Answer
Statement: ∀ integers a, b, and c, if a − b is even and b − c is even, then a − c is even.
Contrapositive: ∀ integers a, b, and c, if a − c is not even, then a − b is not even or b − c is not even.
Converse: ∀ integers a, b and c, if a − c is even then a − b is even and b − c is even.
Inverse: ∀ integers a, b, and c, if a − b is not even or b − c is not even, then a − c is not even.
The statement is true (and hence its contrapositive is also true because the contrapositive is logically equivalent to the statement), but its converse and inverse are false.
As a counterexample, let a = 3, b = 2, and c = 1. Then a − c = 2, which is even, but a − b = 1 and b − c = 1, so it is not the case that both a − b and b − c are even.

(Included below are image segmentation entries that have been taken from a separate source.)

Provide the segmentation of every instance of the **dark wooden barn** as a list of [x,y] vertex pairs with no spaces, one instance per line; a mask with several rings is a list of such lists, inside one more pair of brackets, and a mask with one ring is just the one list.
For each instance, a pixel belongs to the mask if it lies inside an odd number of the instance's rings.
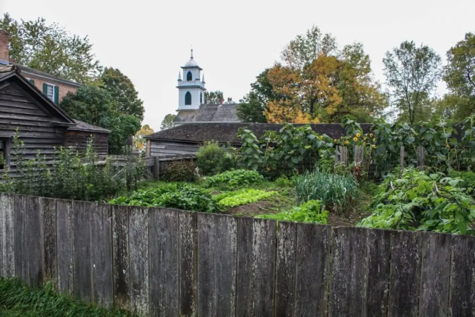
[[[342,125],[338,123],[318,123],[310,126],[315,132],[331,138],[340,138],[345,134]],[[361,124],[365,132],[369,131],[370,126],[369,124]],[[238,138],[240,128],[249,129],[258,138],[266,131],[278,131],[281,127],[282,125],[277,123],[188,123],[146,136],[147,154],[152,156],[195,154],[205,142],[210,141],[223,146],[229,145],[239,148],[242,144]]]
[[23,77],[13,66],[0,66],[0,177],[13,176],[13,137],[18,129],[24,143],[25,159],[39,151],[47,162],[55,158],[55,148],[75,147],[82,151],[92,137],[99,155],[108,152],[108,130],[74,120]]

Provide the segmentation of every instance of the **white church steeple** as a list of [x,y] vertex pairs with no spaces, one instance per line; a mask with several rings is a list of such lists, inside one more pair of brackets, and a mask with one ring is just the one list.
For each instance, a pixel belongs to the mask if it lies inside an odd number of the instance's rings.
[[178,110],[197,109],[200,105],[205,103],[205,77],[200,80],[200,72],[203,70],[197,64],[193,58],[193,49],[192,49],[189,60],[186,62],[183,70],[183,80],[178,73]]

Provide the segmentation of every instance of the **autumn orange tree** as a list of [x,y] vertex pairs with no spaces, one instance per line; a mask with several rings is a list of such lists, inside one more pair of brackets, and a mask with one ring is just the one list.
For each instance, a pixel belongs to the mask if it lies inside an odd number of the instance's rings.
[[349,114],[370,122],[386,105],[360,43],[339,51],[334,37],[313,26],[290,42],[282,58],[268,73],[280,97],[266,105],[269,122],[340,122]]

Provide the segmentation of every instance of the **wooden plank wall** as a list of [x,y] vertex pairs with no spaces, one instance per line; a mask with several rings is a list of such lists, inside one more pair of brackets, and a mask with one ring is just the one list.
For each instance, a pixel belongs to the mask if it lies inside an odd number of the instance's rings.
[[0,194],[0,275],[152,316],[470,316],[475,237]]

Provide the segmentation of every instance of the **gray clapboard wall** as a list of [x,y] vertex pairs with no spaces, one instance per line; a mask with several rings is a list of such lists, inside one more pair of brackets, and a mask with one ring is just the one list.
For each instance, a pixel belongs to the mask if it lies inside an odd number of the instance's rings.
[[0,194],[0,275],[140,315],[472,316],[475,237]]

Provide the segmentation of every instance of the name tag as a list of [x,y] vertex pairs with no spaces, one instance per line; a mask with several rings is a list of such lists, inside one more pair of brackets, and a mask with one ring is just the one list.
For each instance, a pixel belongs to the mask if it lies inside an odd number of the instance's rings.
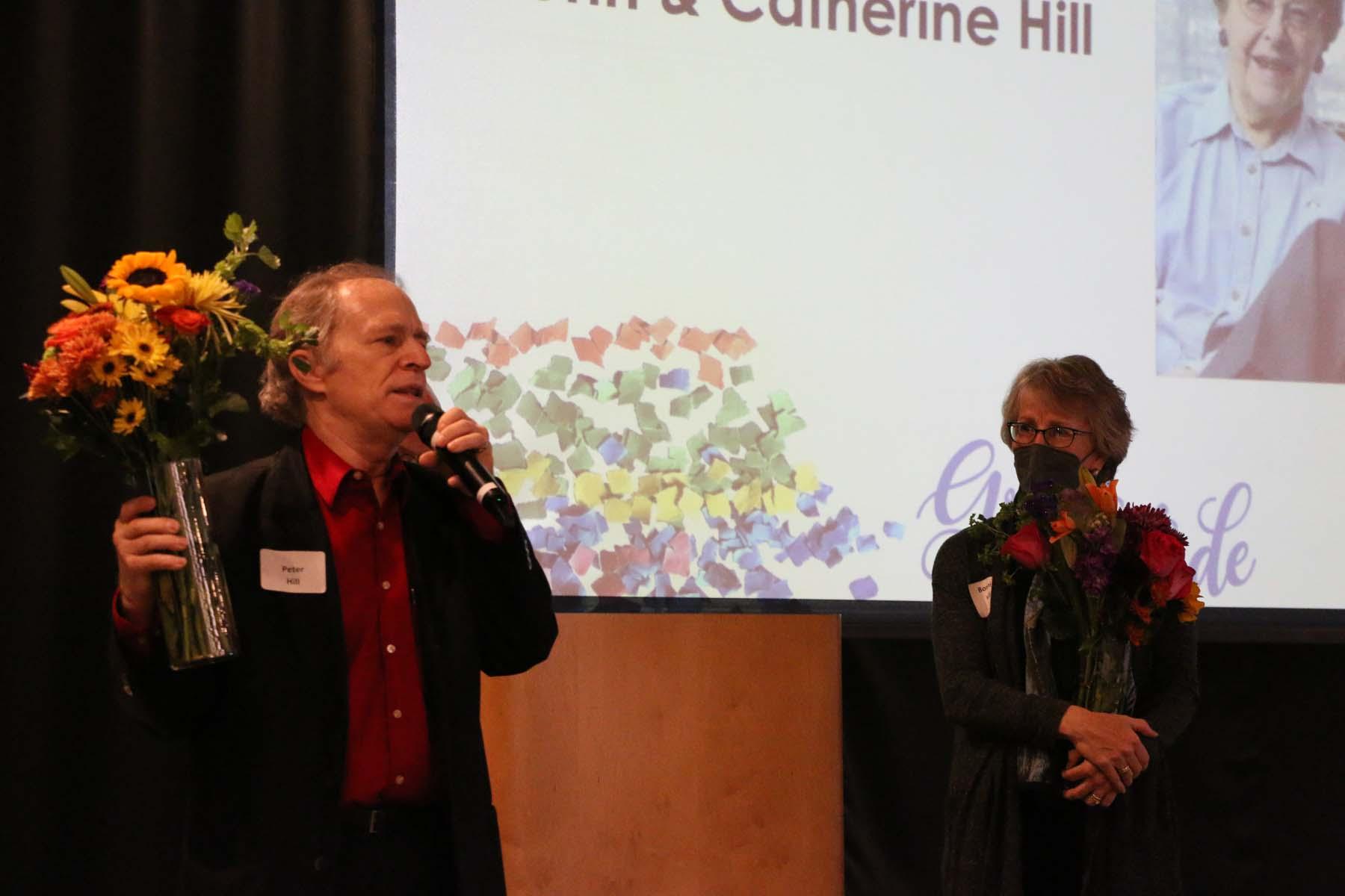
[[990,615],[990,592],[995,588],[995,578],[987,575],[981,582],[972,582],[967,586],[971,591],[971,602],[976,604],[976,615],[982,619]]
[[261,587],[289,594],[323,594],[327,591],[327,555],[262,548]]

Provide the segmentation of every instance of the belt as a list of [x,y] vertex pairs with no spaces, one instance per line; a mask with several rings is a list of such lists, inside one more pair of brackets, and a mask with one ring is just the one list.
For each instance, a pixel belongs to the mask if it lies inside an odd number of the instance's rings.
[[448,826],[440,806],[348,806],[340,810],[342,833],[352,836],[424,834]]

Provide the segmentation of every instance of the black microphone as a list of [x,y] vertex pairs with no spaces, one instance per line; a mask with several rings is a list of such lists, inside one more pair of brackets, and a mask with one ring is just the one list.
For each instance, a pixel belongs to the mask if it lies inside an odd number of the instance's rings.
[[[438,418],[441,416],[444,416],[444,411],[433,404],[421,404],[412,411],[412,429],[416,430],[416,435],[420,437],[421,442],[430,445],[430,437],[438,429]],[[482,466],[475,454],[456,453],[441,447],[436,447],[434,453],[440,461],[448,465],[448,469],[457,474],[463,485],[476,496],[477,504],[490,510],[491,516],[499,520],[500,525],[506,529],[514,528],[515,516],[510,506],[508,496],[504,494],[504,489],[499,486],[499,482],[491,478],[491,474],[486,472],[486,467]]]

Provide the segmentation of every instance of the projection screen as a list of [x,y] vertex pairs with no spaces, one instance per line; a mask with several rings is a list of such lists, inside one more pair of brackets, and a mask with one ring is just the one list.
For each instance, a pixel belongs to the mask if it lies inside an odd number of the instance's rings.
[[397,3],[395,269],[554,591],[928,600],[1017,486],[1011,376],[1084,353],[1137,426],[1120,500],[1169,509],[1209,606],[1345,609],[1345,58],[1231,175],[1192,156],[1239,133],[1219,30],[1209,0]]

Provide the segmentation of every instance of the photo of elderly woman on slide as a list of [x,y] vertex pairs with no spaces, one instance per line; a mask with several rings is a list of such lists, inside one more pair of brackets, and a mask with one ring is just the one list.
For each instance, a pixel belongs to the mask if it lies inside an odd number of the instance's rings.
[[1159,81],[1165,56],[1213,75],[1158,93],[1161,375],[1345,382],[1341,5],[1161,3]]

The converse and inverse and logically equivalent to each other so proving that one is false proves them both to be false.
Work Step by Step
A statement of the form: $\forall x \in D$, if P(x) then Q(x),
has as its contrapositive statement: $\forall x \in D$, if ~Q(x) then ~P(x),
as its converse statement: $\forall x \in D$, if Q(x) then P(x),
and as its inverse statement: $\forall x \in D$, if ~P(x) then ~Q(x).